With a vote nearing on amendments to a $598.3 million bill to fund the military, the White House raised the alarm over a move to end the National Security Agency's authority under the USA Patriot Act, preventing the secretive surveillance agency from collecting records unless an individual is under investigation.
And in an unusual, last-minute lobbying move, Gen. Keith Alexander, head of the NSA, traveled to Capitol Hill to urge lawmakers to oppose the amendment in separate, closed-door sessions with Republicans and Democrats.
"We oppose the current effort in the House to hastily dismantle one of our Intelligence Community's counterterrorism tools," White House press secretary Jay Carney said in a late-night statement. "This blunt approach is not the product of an informed, open or deliberative process."
Carney said President Barack Obama is still open to addressing privacy concerns in the wake of documents leaked last month by former NSA systems analyst Edward Snowden that revealed that the vast nature of the agency's phone and Internet surveillance.
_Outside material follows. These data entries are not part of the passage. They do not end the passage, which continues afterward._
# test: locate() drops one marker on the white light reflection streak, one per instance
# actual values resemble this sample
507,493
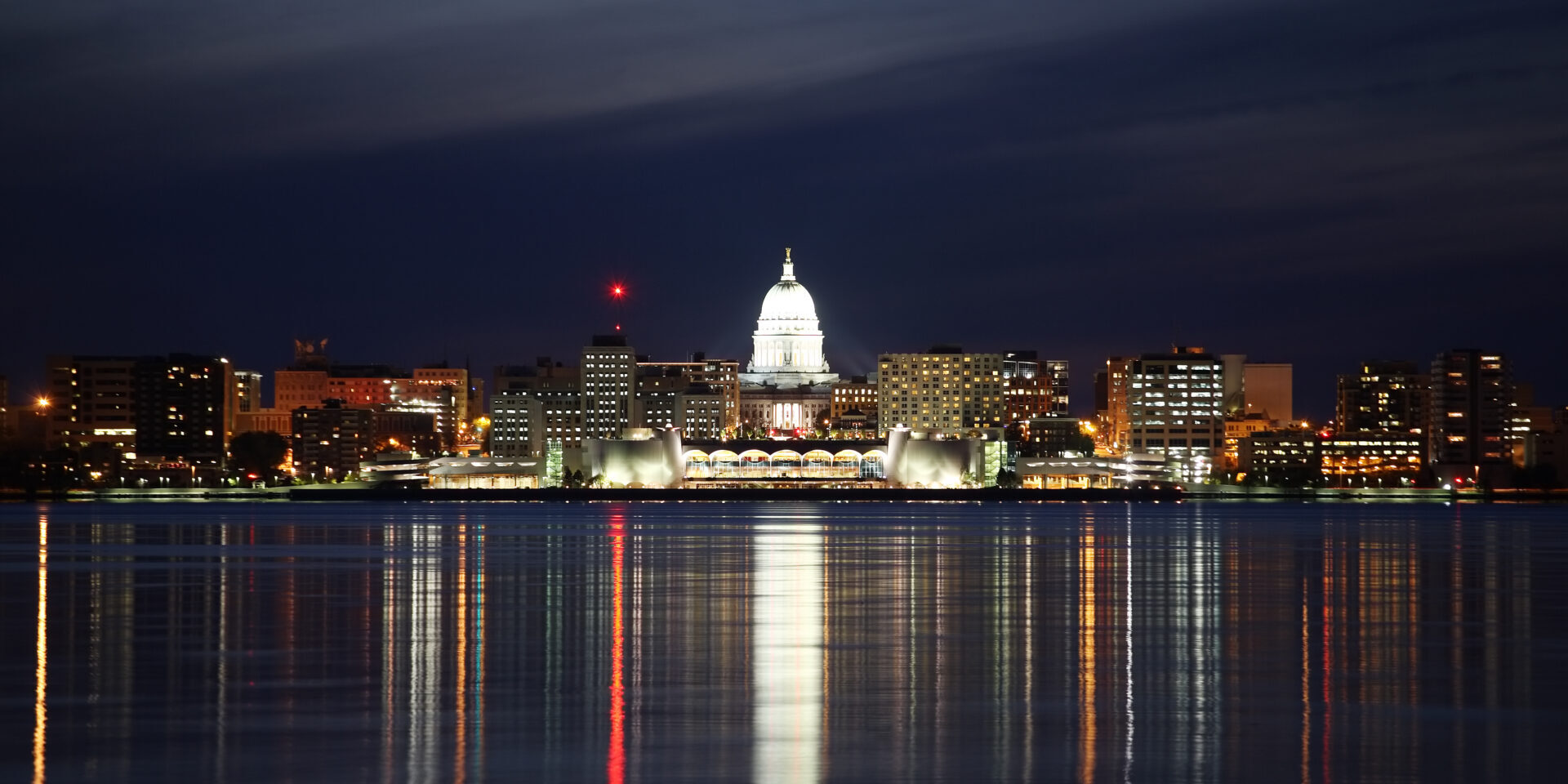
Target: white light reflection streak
1126,764
39,709
787,664
424,684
But he said Obama wants an approach that properly weighs what intelligence tools best keep America safe.
In another sign the White House was treating the measure with serious concern, its rebuke came directly from the press secretary, rather than the more routine notices from Obama's budget office the White House normally uses to weigh in on pending legislation.
The proposal offered by Rep. Justin Amash, R-Mich., dovetails with another amendment to the defense bill to cut off funds for the NSA. The House is likely to vote on the amendments Wednesday.